CATAPA is a young environmental and social grassroots movement that works from an integrated approach around alternative globalisation and sustainable development, focusing on issues related to mining. We do this through:

  • Awareness and lobbying work;
  • Scientific and legal support of local communities, that are threatened by mining activities;
  • Research and networking;
  • Offering alternatives for a more sustainable extraction, production and consumption of minerals and metals.

 

Why we are active

The current political and economic systems lead to a number of social, cultural, economic, ecological and intergenerational injustices. Moreover, the ecological and climate crisis alerts us to our responsibility to take urgent action. This collective responsibility is greater than ever.

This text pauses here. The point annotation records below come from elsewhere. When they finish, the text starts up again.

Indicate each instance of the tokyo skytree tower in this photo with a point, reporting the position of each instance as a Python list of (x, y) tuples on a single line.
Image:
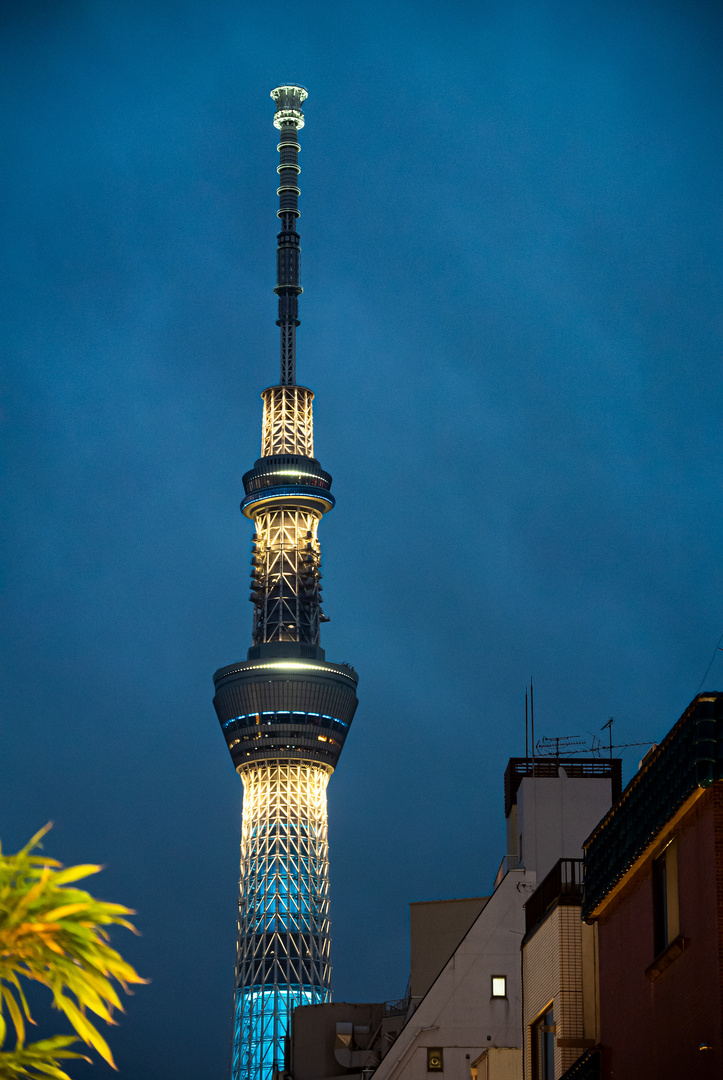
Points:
[(284, 711)]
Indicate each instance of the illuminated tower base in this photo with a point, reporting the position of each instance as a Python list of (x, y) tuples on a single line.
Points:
[(283, 927)]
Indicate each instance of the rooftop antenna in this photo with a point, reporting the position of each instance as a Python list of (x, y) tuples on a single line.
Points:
[(608, 726), (532, 726)]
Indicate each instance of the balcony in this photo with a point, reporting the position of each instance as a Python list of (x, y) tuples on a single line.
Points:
[(563, 885)]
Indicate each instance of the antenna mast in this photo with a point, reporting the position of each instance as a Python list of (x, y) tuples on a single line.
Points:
[(289, 119)]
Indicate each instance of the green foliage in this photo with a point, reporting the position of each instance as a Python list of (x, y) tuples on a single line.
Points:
[(54, 935)]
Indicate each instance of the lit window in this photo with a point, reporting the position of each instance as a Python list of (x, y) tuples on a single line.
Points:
[(543, 1045), (434, 1060)]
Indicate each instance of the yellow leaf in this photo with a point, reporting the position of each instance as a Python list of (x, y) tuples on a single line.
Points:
[(15, 1014), (59, 913), (74, 873), (86, 1031)]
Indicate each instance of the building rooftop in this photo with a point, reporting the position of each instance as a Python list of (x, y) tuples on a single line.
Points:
[(690, 757)]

CATAPA wants to offer constructive and peaceful solutions to these crises. We focus on the protection of the rights and identity of local communities, who are the victims of the ecological and social impact of multinational mining companies in their region. This has often lead to conflicts in the past. A large power imbalance in these conflicts prevents sovereignty, democracy, dialogue and peaceful solutions.

 

How we work

We always work at the request of and in consultation with local communities. Within our organisation we act democratically. We are guided by values such as integrity, diversity, respect, solidarity, equality, pacifism and dignity. This requires critical and active citizenship, and a driven, sustainable dialogue. The means, the process as well as the goal should correspond to our principles. CATAPA wants to fight against any negativity or apathy and wants to help pave the way for a sustainable future.

 

Target audience

We want to reach:

  • The Flemish population (consumers): actions, activation and awareness around the far-reaching effects of the consumption of natural resources (often from the South) by Western societies.
  • Partners in the national and international civil society: collaborating to achieve joint initiatives and exchange information, including communication in the media and awareness around resource-related issues.
  • Political actors: international, national and regional.
  • Economic actors: companies, shareholders, investors, by lobbying and dialogue.
  • Local farming communities and their representative organisations, trade unions and associations for technical and juridical support and research.